Lecture 6 - Introduction to Machine Learning (ML I)

Lecture 6 - Introduction to Machine Learning (ML I)#

ha-ha-ha!

Learning Objectives#

Understand the principles of machine learning (ML) is and when to use it.
Distinguish supervised vs unsupervised learning (with a clear notion of labels).
Understand classification vs regression tasks.
Understand a typical ML pipeline: feature engineering: train/test splits, model selection, validation.
Build first models with scikit-learn: Linear Regression and Decision Trees.

Introduction to Machine Learning (ML I)#

What is Machine Learning?#

Machine Learning (ML) is the field of building models that learn patterns from data. In our case (chemical engineering), instead of explicitly programming rules of physics/nature, we train algorithms to generalize from examples/experimental data.

Why ML?

Make predictions on unseen data.
Discover patterns in complex systems.
Aid scientific discovery and engineering applications.
Sometimes, the models that come from first principles can’t fully describe the process we are studying (The simplifications made the model a weak representation of reality.)
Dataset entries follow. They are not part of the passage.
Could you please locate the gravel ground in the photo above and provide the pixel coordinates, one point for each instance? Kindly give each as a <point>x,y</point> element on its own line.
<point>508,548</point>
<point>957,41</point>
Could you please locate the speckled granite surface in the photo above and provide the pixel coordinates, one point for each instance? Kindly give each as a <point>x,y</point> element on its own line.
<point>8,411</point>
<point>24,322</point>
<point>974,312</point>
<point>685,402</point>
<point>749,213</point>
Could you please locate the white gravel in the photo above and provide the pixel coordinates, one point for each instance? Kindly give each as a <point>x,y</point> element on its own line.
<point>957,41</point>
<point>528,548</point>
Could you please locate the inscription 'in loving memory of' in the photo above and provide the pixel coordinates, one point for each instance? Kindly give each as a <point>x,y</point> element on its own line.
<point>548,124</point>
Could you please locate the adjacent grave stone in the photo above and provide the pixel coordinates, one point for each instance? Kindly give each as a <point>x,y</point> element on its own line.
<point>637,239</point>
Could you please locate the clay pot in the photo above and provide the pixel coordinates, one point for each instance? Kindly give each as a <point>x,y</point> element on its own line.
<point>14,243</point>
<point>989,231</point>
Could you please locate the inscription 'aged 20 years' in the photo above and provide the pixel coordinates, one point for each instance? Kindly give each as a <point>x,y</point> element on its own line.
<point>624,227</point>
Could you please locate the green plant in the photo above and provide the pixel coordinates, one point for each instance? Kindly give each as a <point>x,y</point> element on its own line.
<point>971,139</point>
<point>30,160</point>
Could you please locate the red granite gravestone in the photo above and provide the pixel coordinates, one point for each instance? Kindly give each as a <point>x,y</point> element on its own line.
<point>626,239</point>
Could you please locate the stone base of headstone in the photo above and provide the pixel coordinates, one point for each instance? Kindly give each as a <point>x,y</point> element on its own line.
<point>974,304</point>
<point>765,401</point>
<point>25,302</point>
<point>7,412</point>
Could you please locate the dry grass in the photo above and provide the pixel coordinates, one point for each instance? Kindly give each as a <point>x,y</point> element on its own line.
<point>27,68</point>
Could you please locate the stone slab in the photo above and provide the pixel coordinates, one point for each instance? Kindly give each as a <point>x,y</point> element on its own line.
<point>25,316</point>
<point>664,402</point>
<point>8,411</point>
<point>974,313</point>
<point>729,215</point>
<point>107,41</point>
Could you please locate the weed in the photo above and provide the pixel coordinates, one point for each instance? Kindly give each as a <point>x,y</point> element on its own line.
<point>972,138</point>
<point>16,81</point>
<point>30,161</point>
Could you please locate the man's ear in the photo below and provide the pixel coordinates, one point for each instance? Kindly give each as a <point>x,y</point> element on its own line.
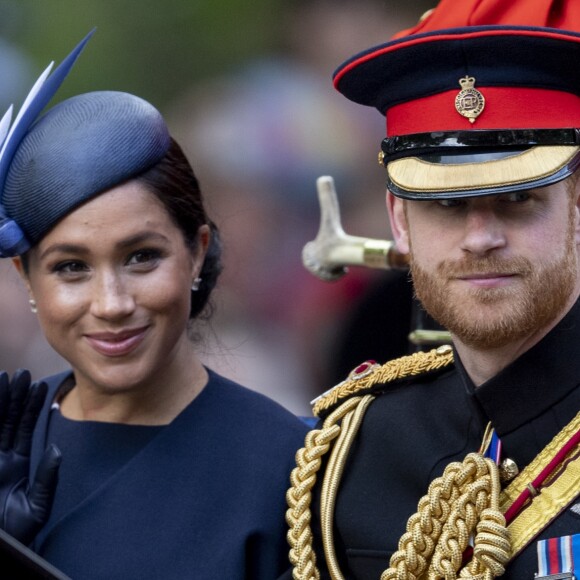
<point>577,212</point>
<point>398,219</point>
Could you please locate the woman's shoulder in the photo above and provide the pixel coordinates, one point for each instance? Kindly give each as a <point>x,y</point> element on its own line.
<point>241,403</point>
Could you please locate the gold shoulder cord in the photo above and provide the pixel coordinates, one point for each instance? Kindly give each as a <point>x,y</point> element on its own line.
<point>463,507</point>
<point>341,425</point>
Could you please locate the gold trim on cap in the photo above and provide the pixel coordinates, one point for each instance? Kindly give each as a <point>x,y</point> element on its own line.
<point>416,175</point>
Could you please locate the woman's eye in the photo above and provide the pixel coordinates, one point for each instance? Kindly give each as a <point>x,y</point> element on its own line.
<point>70,267</point>
<point>144,257</point>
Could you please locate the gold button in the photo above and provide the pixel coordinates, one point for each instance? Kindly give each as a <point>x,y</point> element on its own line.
<point>444,349</point>
<point>508,469</point>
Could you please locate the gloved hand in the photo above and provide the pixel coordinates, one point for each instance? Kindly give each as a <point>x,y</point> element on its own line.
<point>24,505</point>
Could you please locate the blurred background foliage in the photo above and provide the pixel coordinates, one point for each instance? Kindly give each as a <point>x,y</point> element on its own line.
<point>154,48</point>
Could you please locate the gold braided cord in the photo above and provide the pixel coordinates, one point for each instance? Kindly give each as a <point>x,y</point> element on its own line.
<point>333,473</point>
<point>299,495</point>
<point>532,470</point>
<point>461,503</point>
<point>406,366</point>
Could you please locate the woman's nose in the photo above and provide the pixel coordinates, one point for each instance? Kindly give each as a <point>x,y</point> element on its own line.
<point>111,298</point>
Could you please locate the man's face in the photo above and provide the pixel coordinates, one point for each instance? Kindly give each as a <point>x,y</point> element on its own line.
<point>493,269</point>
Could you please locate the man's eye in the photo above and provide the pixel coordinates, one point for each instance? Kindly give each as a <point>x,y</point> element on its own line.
<point>516,196</point>
<point>450,202</point>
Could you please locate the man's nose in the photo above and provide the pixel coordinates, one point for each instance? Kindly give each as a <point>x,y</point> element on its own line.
<point>483,231</point>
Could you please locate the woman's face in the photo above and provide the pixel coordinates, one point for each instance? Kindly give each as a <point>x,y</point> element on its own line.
<point>112,282</point>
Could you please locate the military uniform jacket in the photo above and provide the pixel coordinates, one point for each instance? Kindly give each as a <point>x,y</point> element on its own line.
<point>416,427</point>
<point>200,498</point>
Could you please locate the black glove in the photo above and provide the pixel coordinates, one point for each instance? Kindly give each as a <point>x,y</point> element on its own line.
<point>24,506</point>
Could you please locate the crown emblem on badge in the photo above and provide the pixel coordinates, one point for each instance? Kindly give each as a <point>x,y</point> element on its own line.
<point>469,102</point>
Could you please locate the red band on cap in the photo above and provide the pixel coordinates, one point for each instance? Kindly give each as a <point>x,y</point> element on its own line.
<point>505,108</point>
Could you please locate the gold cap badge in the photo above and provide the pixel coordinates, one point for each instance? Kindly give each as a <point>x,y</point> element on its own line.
<point>469,102</point>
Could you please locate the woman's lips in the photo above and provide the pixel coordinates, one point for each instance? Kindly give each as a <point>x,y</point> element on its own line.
<point>118,343</point>
<point>492,280</point>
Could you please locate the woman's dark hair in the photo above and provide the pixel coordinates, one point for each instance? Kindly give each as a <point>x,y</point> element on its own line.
<point>173,182</point>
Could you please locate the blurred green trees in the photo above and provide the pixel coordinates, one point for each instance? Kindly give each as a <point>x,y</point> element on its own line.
<point>154,48</point>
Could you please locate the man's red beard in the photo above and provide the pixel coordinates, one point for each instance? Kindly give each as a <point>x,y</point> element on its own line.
<point>487,318</point>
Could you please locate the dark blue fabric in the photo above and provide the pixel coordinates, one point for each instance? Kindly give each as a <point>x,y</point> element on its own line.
<point>417,426</point>
<point>203,499</point>
<point>436,65</point>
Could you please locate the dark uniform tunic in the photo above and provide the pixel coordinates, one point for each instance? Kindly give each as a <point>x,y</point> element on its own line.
<point>416,427</point>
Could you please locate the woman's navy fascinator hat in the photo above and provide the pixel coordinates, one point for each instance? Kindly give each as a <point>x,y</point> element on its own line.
<point>80,148</point>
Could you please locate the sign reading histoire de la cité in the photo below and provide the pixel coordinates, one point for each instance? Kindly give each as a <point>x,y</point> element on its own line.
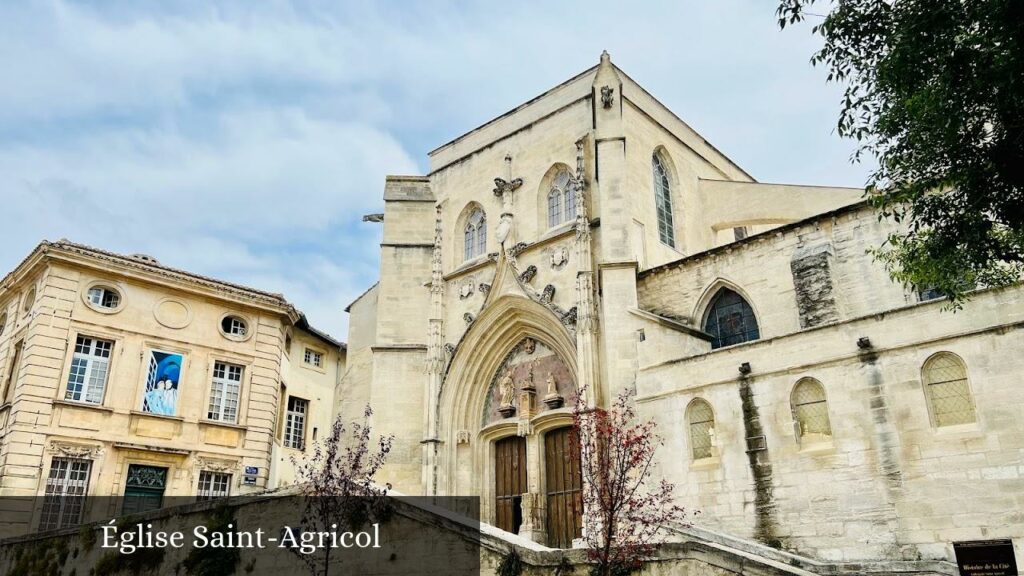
<point>985,558</point>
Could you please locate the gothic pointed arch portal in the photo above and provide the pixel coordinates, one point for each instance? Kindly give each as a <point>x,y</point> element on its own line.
<point>499,438</point>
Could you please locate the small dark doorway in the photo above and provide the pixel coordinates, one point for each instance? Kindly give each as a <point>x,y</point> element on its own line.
<point>564,486</point>
<point>510,482</point>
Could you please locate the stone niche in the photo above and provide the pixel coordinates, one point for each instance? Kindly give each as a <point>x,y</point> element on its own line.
<point>528,364</point>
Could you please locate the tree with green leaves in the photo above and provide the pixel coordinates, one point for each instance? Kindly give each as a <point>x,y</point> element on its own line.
<point>934,90</point>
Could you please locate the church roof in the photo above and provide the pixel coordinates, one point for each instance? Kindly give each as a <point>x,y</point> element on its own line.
<point>572,90</point>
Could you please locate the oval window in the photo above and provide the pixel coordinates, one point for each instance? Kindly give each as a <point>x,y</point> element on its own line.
<point>233,326</point>
<point>104,297</point>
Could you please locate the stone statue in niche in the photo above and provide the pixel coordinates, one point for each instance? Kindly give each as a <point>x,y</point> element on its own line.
<point>607,96</point>
<point>559,256</point>
<point>527,275</point>
<point>548,294</point>
<point>553,399</point>
<point>528,345</point>
<point>507,389</point>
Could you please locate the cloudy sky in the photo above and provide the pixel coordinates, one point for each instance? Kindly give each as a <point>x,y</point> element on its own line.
<point>245,140</point>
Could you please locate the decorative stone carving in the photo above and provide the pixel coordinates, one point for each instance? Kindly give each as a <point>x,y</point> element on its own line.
<point>607,96</point>
<point>527,275</point>
<point>71,450</point>
<point>216,465</point>
<point>548,295</point>
<point>466,289</point>
<point>517,249</point>
<point>559,257</point>
<point>502,187</point>
<point>569,318</point>
<point>528,345</point>
<point>507,388</point>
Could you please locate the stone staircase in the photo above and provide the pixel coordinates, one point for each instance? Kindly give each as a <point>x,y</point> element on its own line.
<point>691,551</point>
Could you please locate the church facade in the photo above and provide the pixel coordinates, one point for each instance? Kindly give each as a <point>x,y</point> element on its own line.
<point>590,240</point>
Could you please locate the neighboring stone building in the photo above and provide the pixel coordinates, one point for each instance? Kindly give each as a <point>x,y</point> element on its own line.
<point>125,377</point>
<point>590,239</point>
<point>311,369</point>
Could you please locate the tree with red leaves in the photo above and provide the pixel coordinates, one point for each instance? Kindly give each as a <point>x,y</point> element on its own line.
<point>338,484</point>
<point>624,508</point>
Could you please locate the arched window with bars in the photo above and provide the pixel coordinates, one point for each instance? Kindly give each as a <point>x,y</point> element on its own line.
<point>730,320</point>
<point>475,235</point>
<point>663,201</point>
<point>810,411</point>
<point>561,199</point>
<point>700,420</point>
<point>947,391</point>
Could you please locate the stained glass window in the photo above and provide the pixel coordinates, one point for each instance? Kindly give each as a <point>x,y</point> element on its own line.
<point>730,320</point>
<point>663,202</point>
<point>947,389</point>
<point>701,422</point>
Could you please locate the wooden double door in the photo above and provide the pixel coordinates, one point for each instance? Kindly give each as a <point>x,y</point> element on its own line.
<point>563,486</point>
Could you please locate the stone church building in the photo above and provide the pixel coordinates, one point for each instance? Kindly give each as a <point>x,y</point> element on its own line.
<point>591,240</point>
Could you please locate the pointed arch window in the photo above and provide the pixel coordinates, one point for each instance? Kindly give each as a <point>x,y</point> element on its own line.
<point>663,201</point>
<point>561,199</point>
<point>730,320</point>
<point>475,235</point>
<point>700,420</point>
<point>947,391</point>
<point>810,410</point>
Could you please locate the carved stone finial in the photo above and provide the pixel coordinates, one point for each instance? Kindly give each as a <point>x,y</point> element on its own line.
<point>548,294</point>
<point>527,275</point>
<point>607,96</point>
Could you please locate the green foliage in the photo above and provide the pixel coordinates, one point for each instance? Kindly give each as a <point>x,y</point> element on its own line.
<point>42,558</point>
<point>934,89</point>
<point>87,535</point>
<point>511,565</point>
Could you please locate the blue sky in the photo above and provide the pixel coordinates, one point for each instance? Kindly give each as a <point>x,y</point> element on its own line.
<point>245,140</point>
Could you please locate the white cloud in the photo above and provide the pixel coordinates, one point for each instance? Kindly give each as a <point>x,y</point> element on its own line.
<point>245,139</point>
Types of Machine Learning#

Supervised Learning#

Data comes with labels (target outputs).
Examples: predicting new values of measurements based on previous sensor data and inputs in a chemical plant

Unsupervised Learning#

Data has no labels.
Goal: find hidden structure.
Examples: clustering, dimensionality reduction.

Classification vs Regression#

Classification: predict discrete categories (yes/no, faulty/not faulty, category A/category B, etc.).
Regression: predict continuous values (temperature, pressure, flow rates, etc.).

ML Types: Schematic#

Original image from this paper. CC BY 4.0 License

Most of the problems in chemical engineering will fall into the supervised learning/regression category. However, in process control, applications of reinforcement learning and classification (e.g., fault diagnosis) are not uncommon.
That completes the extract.